Convergence and divergence tendencies among European countries: possibilities of study and position of the Czech Republic according to recent mortality development
Dan Kašpar, Charles University in Prague
Klara Hulikova Tesarkova, Charles University in Prague
Pavel Zimmermann, University of Economics, Prague (VSE)
Study of convergence and divergence tendencies could be taken as an almost separate field of research in demography. In the proposed paper a simple method of quantification and visualization of convergence tendencies is proposed. For an illustration the Czech Republic was selected. The aim of the paper is to find and apply any simple method of measuring and analyzing the convergence tendencies of one studied country to several other countries.
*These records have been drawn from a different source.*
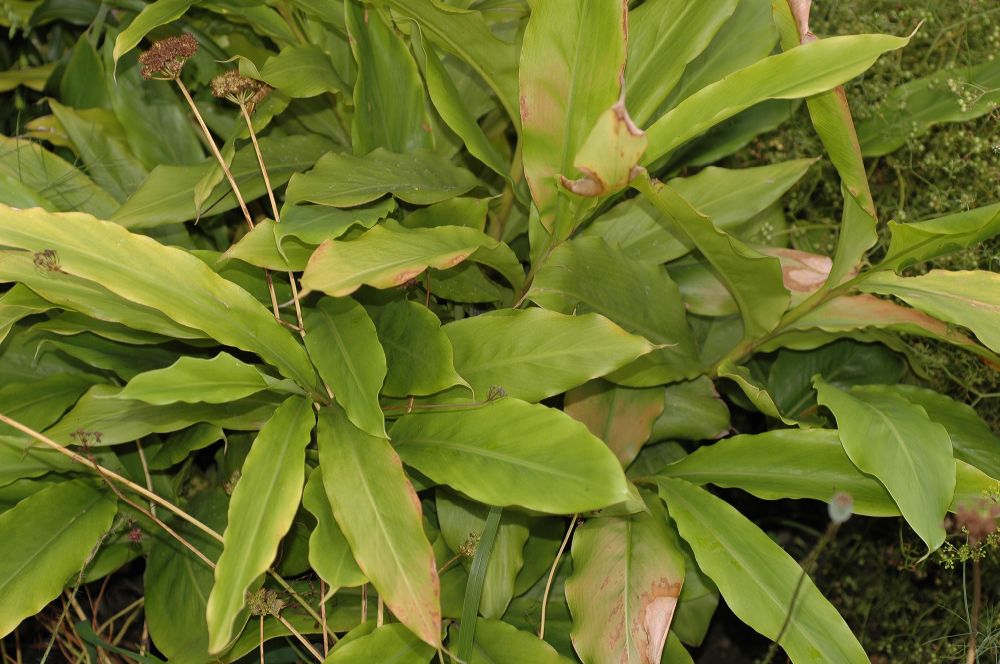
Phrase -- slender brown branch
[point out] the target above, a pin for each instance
(232, 183)
(277, 216)
(552, 575)
(108, 474)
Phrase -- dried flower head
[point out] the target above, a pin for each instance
(165, 59)
(239, 89)
(978, 519)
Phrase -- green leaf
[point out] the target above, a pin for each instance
(467, 36)
(147, 113)
(388, 92)
(388, 643)
(302, 71)
(33, 78)
(894, 440)
(260, 513)
(924, 240)
(620, 416)
(693, 411)
(41, 402)
(972, 439)
(970, 298)
(831, 117)
(83, 82)
(166, 279)
(97, 138)
(121, 421)
(456, 114)
(177, 583)
(342, 342)
(87, 297)
(627, 577)
(848, 314)
(388, 255)
(911, 109)
(754, 280)
(730, 197)
(49, 537)
(785, 463)
(220, 379)
(801, 72)
(461, 522)
(418, 353)
(329, 552)
(535, 353)
(65, 186)
(842, 363)
(609, 155)
(664, 36)
(380, 515)
(288, 245)
(572, 57)
(758, 579)
(177, 447)
(509, 452)
(587, 275)
(500, 643)
(165, 197)
(754, 390)
(343, 180)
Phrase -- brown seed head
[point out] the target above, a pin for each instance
(166, 57)
(239, 89)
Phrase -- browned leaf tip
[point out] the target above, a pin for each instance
(166, 57)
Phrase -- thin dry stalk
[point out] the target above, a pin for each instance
(552, 574)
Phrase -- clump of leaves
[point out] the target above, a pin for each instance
(494, 313)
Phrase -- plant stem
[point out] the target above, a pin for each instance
(807, 565)
(977, 603)
(552, 575)
(274, 211)
(232, 184)
(108, 474)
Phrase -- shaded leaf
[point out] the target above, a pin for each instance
(418, 353)
(260, 513)
(380, 515)
(512, 453)
(620, 416)
(535, 353)
(48, 537)
(572, 57)
(343, 180)
(587, 275)
(342, 342)
(329, 553)
(627, 577)
(388, 255)
(388, 92)
(218, 380)
(894, 440)
(758, 579)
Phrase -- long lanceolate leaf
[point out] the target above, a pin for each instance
(46, 538)
(380, 515)
(758, 579)
(166, 279)
(260, 513)
(894, 440)
(831, 116)
(571, 65)
(802, 72)
(627, 577)
(754, 280)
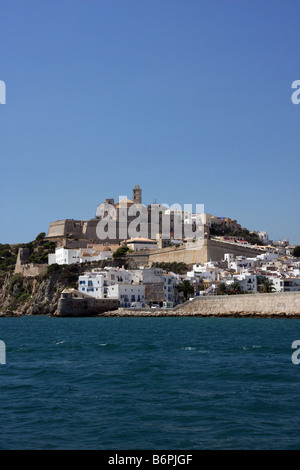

We focused on mortality process where necessary data are available in a unique structure for most of the European countries (from the Human Mortality Database). The analysis was based on life expectancy at the age of 35 and 65 years. For the analysis only those countries were selected, where the life expectancy at both the selected ages was higher than in the Czech Republic in the initial year of the analysis, i.e. in 2009. The analysis was based on the assumption that the development of selected indicators could be modeled by any simple parameter function. The simple linear function was evaluated and it was proved that such a function could be used for expressing the development of life expectancy at selected countries in 1990 to 2009. Using that function it is simple to estimate the year of equalization of the regression functions in any analyzed countries. Several methods of visualization are introduced based on the time duration needed for the equalization – maps and charts. Using the proposed method it was showed that the “demographic nearest neighbor” in a mortality point of view for the Czech Republic is Denmark – for males as well as for females. Easily such an approach could be applied to any other country.